Several large public cloud providers offer the option of storing data in a specific region, “which may not be suitable for many organizations that have highly sensitive data, or wish to avoid vendor lockouts and high data access/exit costs”, ensures from Scaality.

Obey the rules

137 of the world’s 194 countries have laws on data protection and privacy, something that encourages the use of hybrid clouds as a pivotal data strategy adopted by companies that must comply with data residency guidelines and local regulations required for data collection and processing.

36% of respondents choose a solution that combines a local or private cloud with a public cloud. This hybrid cloud approach provides flexibility and control to store data on-premises for data storage and sovereignty, while offering the freedom to easily migrate data to different platforms at any time.

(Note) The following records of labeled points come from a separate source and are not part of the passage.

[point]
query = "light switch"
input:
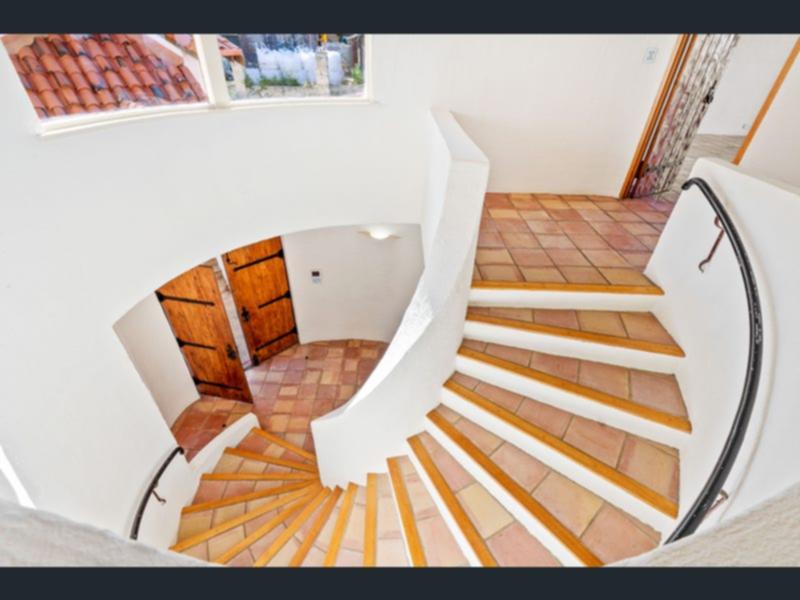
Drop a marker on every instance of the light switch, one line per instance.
(650, 55)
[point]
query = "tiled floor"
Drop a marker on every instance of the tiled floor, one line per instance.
(647, 388)
(636, 326)
(508, 541)
(718, 146)
(652, 464)
(575, 239)
(293, 387)
(438, 543)
(607, 531)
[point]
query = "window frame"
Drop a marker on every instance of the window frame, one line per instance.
(218, 97)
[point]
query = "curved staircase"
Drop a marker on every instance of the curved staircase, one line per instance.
(555, 443)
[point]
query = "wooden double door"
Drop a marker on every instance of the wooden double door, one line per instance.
(196, 312)
(260, 287)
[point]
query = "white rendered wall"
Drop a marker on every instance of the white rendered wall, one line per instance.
(774, 151)
(753, 65)
(358, 437)
(93, 220)
(147, 336)
(366, 283)
(707, 314)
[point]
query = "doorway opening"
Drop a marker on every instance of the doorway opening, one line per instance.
(710, 102)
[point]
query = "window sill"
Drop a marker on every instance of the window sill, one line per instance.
(69, 124)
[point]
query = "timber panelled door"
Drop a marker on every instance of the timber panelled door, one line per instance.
(260, 288)
(698, 65)
(193, 305)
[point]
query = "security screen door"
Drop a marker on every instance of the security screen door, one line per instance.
(702, 61)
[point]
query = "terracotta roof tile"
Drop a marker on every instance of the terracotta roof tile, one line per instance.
(72, 74)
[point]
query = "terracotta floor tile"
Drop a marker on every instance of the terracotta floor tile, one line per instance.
(493, 256)
(542, 274)
(556, 318)
(485, 512)
(571, 504)
(649, 465)
(610, 379)
(551, 419)
(624, 277)
(582, 275)
(483, 439)
(524, 257)
(515, 355)
(519, 240)
(500, 396)
(540, 227)
(645, 326)
(600, 321)
(391, 553)
(500, 273)
(515, 547)
(567, 258)
(441, 548)
(605, 258)
(490, 239)
(657, 390)
(518, 314)
(613, 536)
(600, 441)
(520, 466)
(555, 241)
(560, 366)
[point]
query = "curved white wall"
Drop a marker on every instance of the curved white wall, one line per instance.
(708, 316)
(95, 219)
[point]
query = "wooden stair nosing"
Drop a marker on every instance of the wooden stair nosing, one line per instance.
(407, 520)
(282, 462)
(467, 527)
(292, 528)
(371, 521)
(623, 404)
(576, 334)
(303, 476)
(630, 485)
(275, 439)
(316, 528)
(601, 288)
(198, 538)
(536, 510)
(341, 525)
(263, 530)
(265, 493)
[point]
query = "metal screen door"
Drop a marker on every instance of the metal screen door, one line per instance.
(693, 90)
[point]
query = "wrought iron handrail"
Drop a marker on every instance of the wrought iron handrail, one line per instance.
(151, 491)
(713, 488)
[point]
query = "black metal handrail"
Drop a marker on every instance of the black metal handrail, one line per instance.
(713, 487)
(151, 491)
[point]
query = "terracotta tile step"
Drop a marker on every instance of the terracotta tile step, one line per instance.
(634, 330)
(427, 536)
(494, 535)
(645, 394)
(563, 508)
(642, 468)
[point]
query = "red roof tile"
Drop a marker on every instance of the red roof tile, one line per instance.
(72, 74)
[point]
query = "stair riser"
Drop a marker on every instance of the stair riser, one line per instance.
(564, 346)
(563, 300)
(517, 510)
(559, 462)
(579, 405)
(469, 553)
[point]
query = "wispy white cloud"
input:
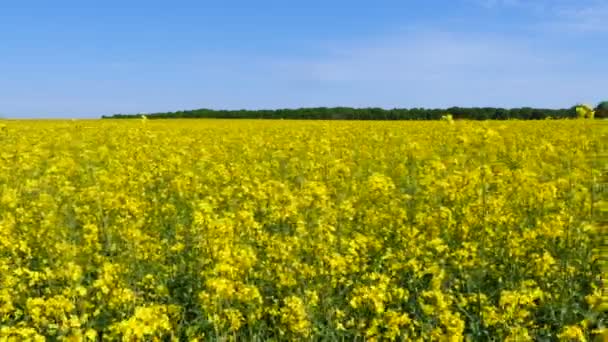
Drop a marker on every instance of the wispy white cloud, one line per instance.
(444, 69)
(583, 16)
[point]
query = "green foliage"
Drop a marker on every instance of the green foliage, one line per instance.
(584, 111)
(347, 113)
(601, 111)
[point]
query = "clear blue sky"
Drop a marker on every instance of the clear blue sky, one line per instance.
(87, 58)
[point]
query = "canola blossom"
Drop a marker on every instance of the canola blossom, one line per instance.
(299, 230)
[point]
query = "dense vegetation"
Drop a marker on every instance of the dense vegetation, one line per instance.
(347, 113)
(252, 230)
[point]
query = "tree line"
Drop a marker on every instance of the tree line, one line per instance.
(347, 113)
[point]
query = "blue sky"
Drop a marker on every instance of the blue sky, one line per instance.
(88, 58)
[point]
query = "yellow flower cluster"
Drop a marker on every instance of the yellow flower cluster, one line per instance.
(298, 230)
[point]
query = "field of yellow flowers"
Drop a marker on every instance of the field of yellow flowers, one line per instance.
(299, 230)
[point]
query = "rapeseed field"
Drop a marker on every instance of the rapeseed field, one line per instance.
(300, 230)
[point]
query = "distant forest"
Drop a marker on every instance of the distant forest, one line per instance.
(346, 113)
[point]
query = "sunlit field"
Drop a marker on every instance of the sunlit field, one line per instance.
(299, 230)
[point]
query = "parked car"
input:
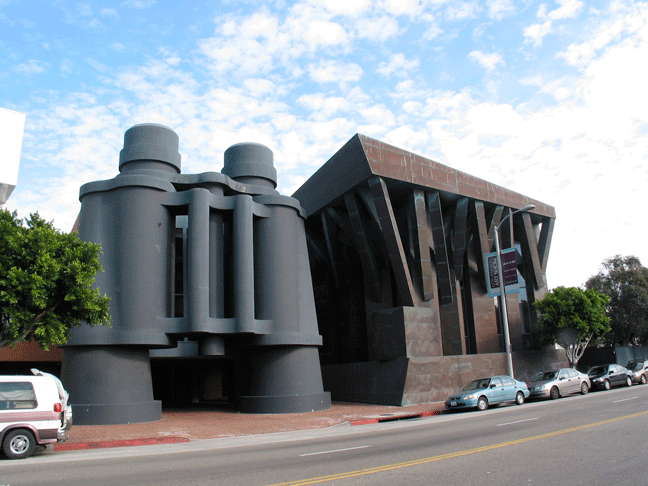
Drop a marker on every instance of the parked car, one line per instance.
(33, 411)
(558, 383)
(605, 377)
(482, 393)
(639, 370)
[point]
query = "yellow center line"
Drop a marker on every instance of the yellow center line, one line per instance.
(417, 462)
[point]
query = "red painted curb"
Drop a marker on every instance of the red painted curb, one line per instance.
(395, 418)
(118, 443)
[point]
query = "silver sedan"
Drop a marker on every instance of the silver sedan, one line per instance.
(558, 383)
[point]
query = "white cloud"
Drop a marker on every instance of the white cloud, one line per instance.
(537, 32)
(568, 9)
(139, 4)
(462, 10)
(398, 65)
(377, 29)
(499, 9)
(351, 8)
(487, 61)
(324, 33)
(335, 72)
(31, 67)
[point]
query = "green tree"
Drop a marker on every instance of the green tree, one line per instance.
(625, 281)
(572, 317)
(46, 280)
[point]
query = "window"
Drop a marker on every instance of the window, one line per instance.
(17, 395)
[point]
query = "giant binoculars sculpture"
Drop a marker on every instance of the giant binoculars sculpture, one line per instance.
(216, 258)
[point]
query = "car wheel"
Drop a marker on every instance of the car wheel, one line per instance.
(18, 444)
(519, 398)
(482, 403)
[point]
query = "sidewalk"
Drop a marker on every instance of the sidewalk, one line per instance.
(187, 425)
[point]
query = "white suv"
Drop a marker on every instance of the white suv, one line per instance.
(33, 411)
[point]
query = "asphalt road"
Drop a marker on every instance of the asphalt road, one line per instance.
(597, 439)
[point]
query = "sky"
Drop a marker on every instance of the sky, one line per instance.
(546, 98)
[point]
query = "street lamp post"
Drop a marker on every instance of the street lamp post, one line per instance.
(500, 275)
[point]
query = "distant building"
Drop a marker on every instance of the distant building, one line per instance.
(12, 126)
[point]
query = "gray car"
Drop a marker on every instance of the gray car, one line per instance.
(639, 370)
(558, 383)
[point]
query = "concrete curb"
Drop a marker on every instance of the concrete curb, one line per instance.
(394, 418)
(118, 443)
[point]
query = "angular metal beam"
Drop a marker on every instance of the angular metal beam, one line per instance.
(393, 241)
(460, 236)
(435, 215)
(363, 247)
(422, 245)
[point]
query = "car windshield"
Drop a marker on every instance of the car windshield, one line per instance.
(598, 370)
(478, 384)
(545, 375)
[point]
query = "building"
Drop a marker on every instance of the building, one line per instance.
(368, 285)
(211, 270)
(397, 245)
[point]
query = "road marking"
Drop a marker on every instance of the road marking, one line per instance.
(451, 455)
(331, 452)
(518, 421)
(625, 400)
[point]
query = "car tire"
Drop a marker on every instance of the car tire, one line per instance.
(519, 398)
(19, 444)
(482, 403)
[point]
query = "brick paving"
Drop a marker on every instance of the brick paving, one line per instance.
(182, 425)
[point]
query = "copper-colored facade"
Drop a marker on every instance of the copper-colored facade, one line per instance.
(397, 245)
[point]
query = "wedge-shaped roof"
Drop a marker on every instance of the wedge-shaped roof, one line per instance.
(363, 157)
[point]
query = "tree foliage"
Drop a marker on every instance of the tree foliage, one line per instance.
(572, 317)
(625, 281)
(46, 280)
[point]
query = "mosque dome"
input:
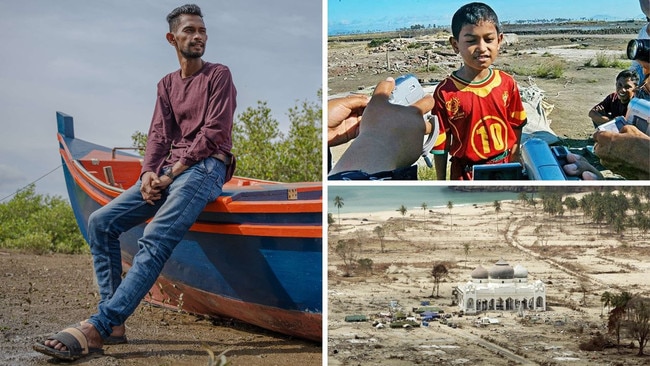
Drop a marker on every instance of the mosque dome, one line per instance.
(520, 271)
(501, 271)
(480, 273)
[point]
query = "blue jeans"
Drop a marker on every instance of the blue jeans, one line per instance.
(173, 215)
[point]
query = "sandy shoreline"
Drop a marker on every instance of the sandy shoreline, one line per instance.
(576, 260)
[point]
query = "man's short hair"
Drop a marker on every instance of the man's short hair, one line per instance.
(173, 18)
(473, 13)
(629, 74)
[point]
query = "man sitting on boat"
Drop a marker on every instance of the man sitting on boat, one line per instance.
(186, 163)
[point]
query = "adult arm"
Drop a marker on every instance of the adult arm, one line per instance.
(390, 135)
(626, 153)
(216, 133)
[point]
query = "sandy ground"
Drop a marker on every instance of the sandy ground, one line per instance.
(563, 252)
(40, 295)
(355, 67)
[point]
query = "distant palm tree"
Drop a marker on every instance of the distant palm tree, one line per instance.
(466, 250)
(338, 202)
(402, 210)
(606, 298)
(424, 210)
(497, 209)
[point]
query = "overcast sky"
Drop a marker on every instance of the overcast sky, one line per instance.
(380, 15)
(99, 61)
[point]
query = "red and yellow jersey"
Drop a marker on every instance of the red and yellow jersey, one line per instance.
(479, 116)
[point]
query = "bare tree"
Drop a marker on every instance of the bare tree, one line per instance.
(348, 251)
(450, 205)
(466, 250)
(338, 202)
(402, 210)
(379, 230)
(638, 323)
(497, 209)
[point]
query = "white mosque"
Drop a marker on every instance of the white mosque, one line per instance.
(502, 287)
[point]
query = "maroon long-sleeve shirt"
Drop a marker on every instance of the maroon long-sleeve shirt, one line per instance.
(192, 119)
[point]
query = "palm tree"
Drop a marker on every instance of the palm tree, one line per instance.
(497, 209)
(523, 197)
(402, 210)
(606, 298)
(424, 210)
(450, 205)
(338, 202)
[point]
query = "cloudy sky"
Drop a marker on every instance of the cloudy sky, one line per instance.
(380, 15)
(99, 61)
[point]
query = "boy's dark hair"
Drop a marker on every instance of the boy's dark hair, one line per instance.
(473, 13)
(629, 74)
(174, 17)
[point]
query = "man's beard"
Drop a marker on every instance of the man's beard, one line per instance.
(187, 53)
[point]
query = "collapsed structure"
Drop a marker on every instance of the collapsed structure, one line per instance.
(502, 287)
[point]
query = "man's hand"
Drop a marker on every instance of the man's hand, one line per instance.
(343, 118)
(579, 167)
(390, 135)
(626, 153)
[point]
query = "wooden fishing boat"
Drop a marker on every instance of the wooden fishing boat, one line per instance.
(254, 254)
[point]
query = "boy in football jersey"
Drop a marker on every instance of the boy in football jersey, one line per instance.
(479, 108)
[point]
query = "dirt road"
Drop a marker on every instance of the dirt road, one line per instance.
(42, 294)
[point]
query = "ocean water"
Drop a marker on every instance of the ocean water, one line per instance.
(367, 199)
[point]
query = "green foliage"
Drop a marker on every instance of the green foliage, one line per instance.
(39, 224)
(263, 152)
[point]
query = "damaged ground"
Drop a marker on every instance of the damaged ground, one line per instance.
(575, 71)
(577, 261)
(41, 294)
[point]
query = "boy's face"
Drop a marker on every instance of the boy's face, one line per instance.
(625, 89)
(478, 45)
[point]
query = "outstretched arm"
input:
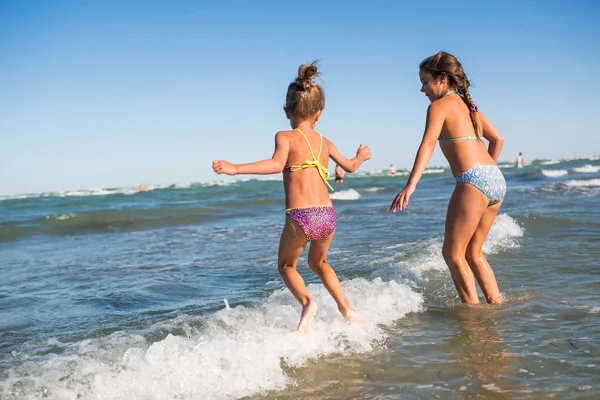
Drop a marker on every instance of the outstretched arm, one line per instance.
(350, 165)
(495, 139)
(433, 127)
(272, 165)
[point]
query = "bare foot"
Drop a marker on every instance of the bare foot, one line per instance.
(354, 318)
(308, 313)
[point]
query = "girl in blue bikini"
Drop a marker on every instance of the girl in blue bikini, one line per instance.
(454, 121)
(302, 155)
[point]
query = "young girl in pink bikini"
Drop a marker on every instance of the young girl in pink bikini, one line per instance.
(310, 216)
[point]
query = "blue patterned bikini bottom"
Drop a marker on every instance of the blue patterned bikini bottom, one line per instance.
(488, 179)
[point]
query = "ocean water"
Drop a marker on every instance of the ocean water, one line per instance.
(174, 293)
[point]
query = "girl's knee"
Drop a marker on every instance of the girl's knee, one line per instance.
(316, 265)
(282, 266)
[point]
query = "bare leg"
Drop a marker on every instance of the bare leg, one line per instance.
(482, 270)
(318, 264)
(466, 207)
(291, 245)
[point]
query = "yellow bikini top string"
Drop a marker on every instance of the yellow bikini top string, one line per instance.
(314, 162)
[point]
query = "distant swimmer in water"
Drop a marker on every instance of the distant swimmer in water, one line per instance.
(455, 122)
(302, 155)
(339, 174)
(520, 161)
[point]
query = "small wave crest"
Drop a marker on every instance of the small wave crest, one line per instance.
(374, 189)
(587, 169)
(590, 183)
(423, 256)
(554, 173)
(236, 352)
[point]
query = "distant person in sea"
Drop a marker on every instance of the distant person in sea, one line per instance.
(520, 161)
(456, 123)
(310, 216)
(339, 174)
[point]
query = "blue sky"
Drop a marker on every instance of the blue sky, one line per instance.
(98, 94)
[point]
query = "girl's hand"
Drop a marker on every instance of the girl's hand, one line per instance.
(363, 152)
(401, 200)
(223, 167)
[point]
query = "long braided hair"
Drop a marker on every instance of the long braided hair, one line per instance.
(442, 63)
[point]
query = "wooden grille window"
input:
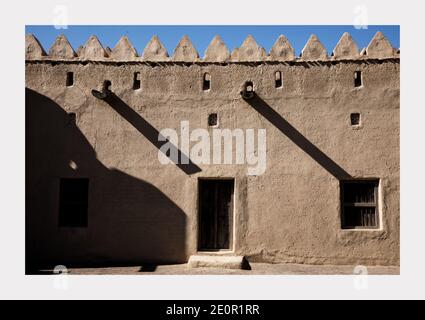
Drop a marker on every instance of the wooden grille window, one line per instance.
(359, 204)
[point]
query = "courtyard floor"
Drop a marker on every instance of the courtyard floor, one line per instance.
(256, 269)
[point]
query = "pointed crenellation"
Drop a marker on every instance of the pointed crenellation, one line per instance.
(346, 48)
(185, 51)
(314, 50)
(62, 49)
(93, 50)
(282, 50)
(155, 50)
(251, 51)
(234, 56)
(123, 50)
(33, 48)
(217, 51)
(379, 47)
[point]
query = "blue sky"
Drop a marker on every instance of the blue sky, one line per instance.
(202, 35)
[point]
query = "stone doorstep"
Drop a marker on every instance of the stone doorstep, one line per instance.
(217, 261)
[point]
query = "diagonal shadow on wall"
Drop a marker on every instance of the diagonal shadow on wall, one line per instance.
(150, 132)
(296, 137)
(130, 221)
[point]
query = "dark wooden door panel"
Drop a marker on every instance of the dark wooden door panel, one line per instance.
(215, 214)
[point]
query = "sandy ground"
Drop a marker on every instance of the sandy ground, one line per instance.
(256, 269)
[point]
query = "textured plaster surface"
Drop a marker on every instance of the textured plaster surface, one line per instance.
(142, 211)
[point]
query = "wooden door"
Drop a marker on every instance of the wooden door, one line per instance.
(215, 214)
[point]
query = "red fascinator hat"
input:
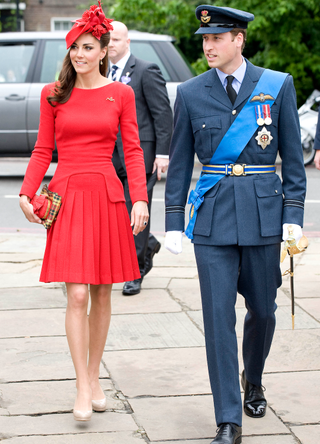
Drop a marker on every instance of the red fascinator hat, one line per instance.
(93, 20)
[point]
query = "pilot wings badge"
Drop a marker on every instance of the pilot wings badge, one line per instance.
(261, 98)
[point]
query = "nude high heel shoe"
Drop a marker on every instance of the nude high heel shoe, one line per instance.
(100, 405)
(79, 415)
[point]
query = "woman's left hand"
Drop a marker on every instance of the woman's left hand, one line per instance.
(139, 216)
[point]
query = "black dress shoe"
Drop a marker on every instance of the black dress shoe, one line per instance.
(255, 404)
(148, 262)
(131, 288)
(228, 433)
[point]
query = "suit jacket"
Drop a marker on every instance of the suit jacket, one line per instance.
(244, 210)
(317, 138)
(154, 113)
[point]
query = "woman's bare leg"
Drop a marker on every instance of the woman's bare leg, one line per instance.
(77, 329)
(99, 321)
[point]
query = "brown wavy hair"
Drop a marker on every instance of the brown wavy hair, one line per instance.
(67, 77)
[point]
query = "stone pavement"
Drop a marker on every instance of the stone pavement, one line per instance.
(154, 369)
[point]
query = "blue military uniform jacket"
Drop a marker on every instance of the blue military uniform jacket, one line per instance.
(244, 210)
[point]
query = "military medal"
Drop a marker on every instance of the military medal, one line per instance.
(267, 114)
(264, 138)
(260, 120)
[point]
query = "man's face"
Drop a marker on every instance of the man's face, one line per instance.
(223, 51)
(119, 45)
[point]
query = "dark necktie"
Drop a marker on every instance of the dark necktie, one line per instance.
(230, 91)
(114, 72)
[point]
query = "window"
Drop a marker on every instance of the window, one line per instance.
(145, 51)
(62, 23)
(15, 61)
(54, 53)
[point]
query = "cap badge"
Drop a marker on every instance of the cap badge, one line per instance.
(264, 138)
(261, 98)
(205, 17)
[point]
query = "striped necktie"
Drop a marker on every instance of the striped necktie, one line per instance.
(114, 72)
(230, 90)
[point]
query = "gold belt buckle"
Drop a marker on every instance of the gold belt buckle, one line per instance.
(238, 169)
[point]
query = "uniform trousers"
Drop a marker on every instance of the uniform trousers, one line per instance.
(254, 272)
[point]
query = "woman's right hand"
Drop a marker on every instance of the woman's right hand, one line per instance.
(27, 209)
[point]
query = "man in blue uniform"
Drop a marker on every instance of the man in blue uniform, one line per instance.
(317, 145)
(236, 117)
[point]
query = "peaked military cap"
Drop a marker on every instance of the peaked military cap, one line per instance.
(216, 19)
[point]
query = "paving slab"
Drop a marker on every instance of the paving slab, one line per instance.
(36, 359)
(64, 423)
(176, 272)
(147, 301)
(28, 279)
(311, 306)
(81, 438)
(16, 268)
(32, 298)
(308, 434)
(42, 322)
(22, 243)
(295, 397)
(30, 398)
(294, 351)
(163, 372)
(192, 417)
(186, 292)
(258, 439)
(155, 330)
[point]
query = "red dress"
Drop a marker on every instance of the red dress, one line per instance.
(91, 241)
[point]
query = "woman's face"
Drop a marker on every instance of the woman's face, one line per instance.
(86, 53)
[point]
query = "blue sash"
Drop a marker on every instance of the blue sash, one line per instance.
(234, 141)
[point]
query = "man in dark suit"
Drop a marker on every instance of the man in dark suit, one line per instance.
(236, 117)
(154, 117)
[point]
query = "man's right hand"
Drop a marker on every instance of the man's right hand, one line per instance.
(173, 241)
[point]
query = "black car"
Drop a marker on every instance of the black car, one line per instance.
(31, 59)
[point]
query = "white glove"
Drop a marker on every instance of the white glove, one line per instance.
(297, 232)
(173, 241)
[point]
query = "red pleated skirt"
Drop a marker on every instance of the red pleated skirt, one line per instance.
(91, 242)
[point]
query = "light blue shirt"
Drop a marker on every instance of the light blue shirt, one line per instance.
(238, 76)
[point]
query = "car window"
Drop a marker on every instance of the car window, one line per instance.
(15, 61)
(54, 53)
(145, 51)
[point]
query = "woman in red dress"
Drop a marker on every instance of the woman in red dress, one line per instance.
(91, 240)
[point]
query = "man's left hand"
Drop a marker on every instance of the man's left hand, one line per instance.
(161, 165)
(297, 232)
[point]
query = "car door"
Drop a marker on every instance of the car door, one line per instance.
(49, 64)
(16, 68)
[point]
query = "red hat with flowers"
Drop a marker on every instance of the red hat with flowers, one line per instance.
(93, 20)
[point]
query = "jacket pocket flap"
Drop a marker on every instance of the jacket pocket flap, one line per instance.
(268, 188)
(206, 123)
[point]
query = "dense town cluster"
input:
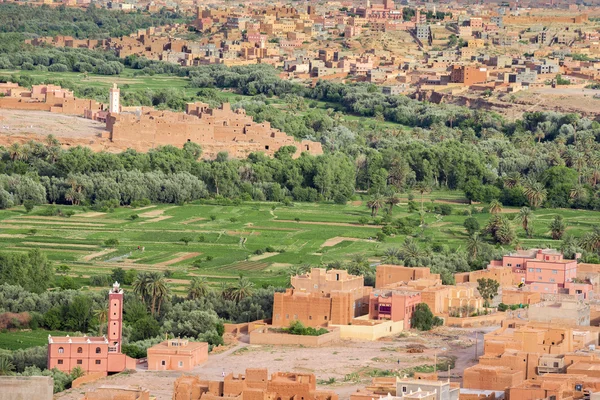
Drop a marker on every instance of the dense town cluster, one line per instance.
(441, 48)
(352, 103)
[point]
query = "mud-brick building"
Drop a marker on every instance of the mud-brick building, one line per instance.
(255, 384)
(322, 297)
(215, 129)
(94, 354)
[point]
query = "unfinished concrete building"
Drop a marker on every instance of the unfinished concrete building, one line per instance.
(322, 297)
(254, 384)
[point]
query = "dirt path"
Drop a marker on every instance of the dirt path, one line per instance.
(339, 239)
(261, 256)
(182, 257)
(328, 223)
(90, 257)
(83, 246)
(157, 219)
(91, 214)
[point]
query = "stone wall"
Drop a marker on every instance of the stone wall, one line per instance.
(481, 320)
(221, 129)
(265, 336)
(361, 331)
(26, 388)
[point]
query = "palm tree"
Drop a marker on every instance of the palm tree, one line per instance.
(422, 188)
(557, 227)
(157, 289)
(578, 192)
(15, 151)
(411, 252)
(591, 240)
(578, 162)
(102, 315)
(535, 193)
(495, 207)
(242, 288)
(392, 255)
(198, 288)
(526, 216)
(140, 285)
(375, 204)
(392, 200)
(512, 180)
(296, 270)
(474, 246)
(225, 290)
(6, 366)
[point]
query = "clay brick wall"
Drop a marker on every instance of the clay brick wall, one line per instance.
(389, 274)
(233, 131)
(491, 378)
(266, 337)
(311, 309)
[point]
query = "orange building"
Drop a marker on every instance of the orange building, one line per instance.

Israel Serrano, responsible for Southern Europe at Scality, concludes convincingly that, from his company, “we’ve deployed more than one exabyte of storage across hundreds of clients in over 40 countries, ensuring that organizations don’t rely on public clouds or data access fees. or high out-of-pocket costs. With our solutions, we bring affordable, highly available, highly durable (14:9), scalable, and S3-compliant storage to all your applications with data immutability for ransomware protection.”

Roderick Gilbert

"Entrepreneur. Internet fanatic. Certified zombie scholar. Friendly troublemaker. Bacon expert."